Miller Genuine Draft and the black hole of space advertising

By Jeff Beer

May 15, 2021

This week Miller Genuine Draft aimed to be the latest brand to launch a seltzer. Just not the brand extension product you can buy at a store. No, Miller was going to launch a seltzer into space.

The brand had spent the preceding days hyping its stunt of launching a hard seltzer—beer’s latest trendy rival—as a gesture of hostility toward yet another tasteless carbonated beverage in a can. Miller has seen the proliferation of hard seltzer, like so many boozy bunny rabbits, increasingly take shelf space and cultural real estate from the original suds. Perhaps the bulk of its disdain is saved for beer brands that have jumped on the clear bevvie bandwagon such as Michelob Ultra, Bud Light, Corona, and Pabst Blue Ribbon.
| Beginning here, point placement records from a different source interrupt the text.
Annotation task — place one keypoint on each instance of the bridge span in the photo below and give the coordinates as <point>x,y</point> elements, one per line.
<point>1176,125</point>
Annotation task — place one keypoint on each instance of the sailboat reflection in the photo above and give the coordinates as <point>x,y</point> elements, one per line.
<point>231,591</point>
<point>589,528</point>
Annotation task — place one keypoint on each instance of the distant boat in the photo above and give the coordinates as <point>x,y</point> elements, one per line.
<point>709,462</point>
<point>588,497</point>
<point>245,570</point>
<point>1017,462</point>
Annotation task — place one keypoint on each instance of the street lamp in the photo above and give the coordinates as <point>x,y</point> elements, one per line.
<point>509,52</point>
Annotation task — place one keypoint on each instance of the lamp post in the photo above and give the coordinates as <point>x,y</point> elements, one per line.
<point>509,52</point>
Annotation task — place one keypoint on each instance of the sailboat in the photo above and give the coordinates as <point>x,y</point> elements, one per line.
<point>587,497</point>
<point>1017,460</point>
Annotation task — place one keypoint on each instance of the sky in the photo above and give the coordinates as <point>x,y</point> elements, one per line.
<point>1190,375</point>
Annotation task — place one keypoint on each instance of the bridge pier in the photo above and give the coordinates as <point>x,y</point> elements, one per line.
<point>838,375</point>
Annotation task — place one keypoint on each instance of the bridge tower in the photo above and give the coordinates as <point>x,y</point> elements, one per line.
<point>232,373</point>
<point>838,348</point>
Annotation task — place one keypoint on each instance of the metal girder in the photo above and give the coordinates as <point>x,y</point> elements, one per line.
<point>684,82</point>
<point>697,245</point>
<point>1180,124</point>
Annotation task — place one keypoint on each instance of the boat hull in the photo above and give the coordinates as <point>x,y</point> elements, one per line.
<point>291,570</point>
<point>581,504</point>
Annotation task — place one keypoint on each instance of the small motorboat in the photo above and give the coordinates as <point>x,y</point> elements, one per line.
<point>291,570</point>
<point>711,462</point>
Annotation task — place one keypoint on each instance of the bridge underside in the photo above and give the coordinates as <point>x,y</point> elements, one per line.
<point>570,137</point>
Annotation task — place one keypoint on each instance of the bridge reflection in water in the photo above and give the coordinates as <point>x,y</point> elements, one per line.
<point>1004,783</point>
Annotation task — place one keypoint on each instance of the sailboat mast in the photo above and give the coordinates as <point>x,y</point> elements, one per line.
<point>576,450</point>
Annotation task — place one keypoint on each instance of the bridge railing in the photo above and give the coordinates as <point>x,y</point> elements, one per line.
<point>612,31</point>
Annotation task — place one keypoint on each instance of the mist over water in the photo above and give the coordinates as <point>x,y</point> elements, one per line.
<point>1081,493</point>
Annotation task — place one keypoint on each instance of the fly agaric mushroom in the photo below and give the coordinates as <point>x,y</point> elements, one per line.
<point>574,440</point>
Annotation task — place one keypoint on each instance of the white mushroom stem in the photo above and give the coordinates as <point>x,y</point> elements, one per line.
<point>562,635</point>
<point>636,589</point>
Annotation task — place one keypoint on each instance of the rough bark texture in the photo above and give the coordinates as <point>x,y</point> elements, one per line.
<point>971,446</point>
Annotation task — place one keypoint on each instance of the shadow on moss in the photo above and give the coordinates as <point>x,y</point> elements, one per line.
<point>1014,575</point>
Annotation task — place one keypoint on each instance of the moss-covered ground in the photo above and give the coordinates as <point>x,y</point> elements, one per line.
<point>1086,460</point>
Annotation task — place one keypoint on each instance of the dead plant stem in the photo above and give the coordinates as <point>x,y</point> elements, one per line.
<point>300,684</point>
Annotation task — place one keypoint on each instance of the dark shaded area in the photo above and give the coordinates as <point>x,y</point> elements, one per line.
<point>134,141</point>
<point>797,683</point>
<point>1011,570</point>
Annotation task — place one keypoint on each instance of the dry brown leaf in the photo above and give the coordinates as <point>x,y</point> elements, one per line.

This was going to be the “beer’s beer” brand’s own little “Stratos” moment. A live broadcast across social media of an elaborately expensive and ultimately pointless stunt.

“We brew beer, it’s what we do, it’s what we love,” says the spokesman. “But then so many other brands started hopping on that bandwagon, then all of a sudden there came this overwhelming expectation for us to do the same.”

It wouldn’t have to look far for that expectation. Miller parent company Molson Coors has been more than happy to jump on the trend, with hard seltzers such as Vizzy and Coors Seltzer. Sofia Colucci, VP of the Miller Family of Brands, told AdAge, “This program is really meant to reinforce the role of one of our key brand portfolios—the Miller Family—and that we’re a beer’s beer. The only seltzer launch we’re planning is this launch into oblivion, so yes, Miller will remain dedicated to beer and beer only.”

When it finally came time to follow through on this elaborate gimmick, though, the brand blinked. There was no real launch. The rocket exploded before taking off. All fizz, no buzz. Turns out, at 4 p.m. ET on May 13, what Miller Genuine Draft actually did was simply press play on what amounted to an eight-minute spoof of these commercial events, ostensibly doubling up on irony. It first spoofed brands that launch things into space with the prospect of launching somebody else’s product into space, then turned it into a pretty standard—if excruciatingly long—beer commercial.

We’ve come a long way from the common sense of Miller High Life Delivery Guy.

What marketers want to believe is that each new space-related stunt is their own giant leap for brand-kind, whereas in practice too often it’s simply the final frontier for a lack of any other decent ideas. If you can’t think of anything to say about your brand, threaten to launch it into space. People just can’t help being interested in a company paying millions to take all the science, research, and technology that has been harnessed in order for us, as a human race, to expand beyond our pale blue dot and into the great beyond of the cosmos . . . and use it to sell us junk food.

Back in 1984, NASA put both a Coke and a Pepsi can on the space shuttle as an experiment. In 1996, Coke had a custom-made soda dispenser on the shuttle Endeavor, while Pepsi reportedly paid the Russian space agency $5 million to have a cosmonaut hold a replica can during a space walk. Pizza Hut paid about $1 million in 1999 to have its logo slapped on the side of a Russian Proton rocket launched to the International Space Station. In 2017, KFC sent a Chicken Zinger sandwich to the stratosphere.

The next year, it was Elon Musk’s turn, launching a Tesla Roadster into orbit driven by a mannequin named Starman. Of course, this one was a twofer, acting as a clever brand play for both Tesla and SpaceX.

Humankind’s obsession with space is complex. It’s not just about science—it’s also spiritual. Are we alone? What is our purpose? What would a chicken sandwich look like in orbit?

Miller Genuine Draft is toying with this idea, while also becoming a part of the brands-in-space industrial complex itself. Much more of this, and it won’t be long before the space gimmick is no longer full of commercial wonder, if it hasn’t been completely deflated beyond a brief smirk of interest on social already.

In 1967, the world agreed that space should not be militarized. Time to extend that treaty to the Cola Wars, the beer-seltzer conflict, and every other ad fight.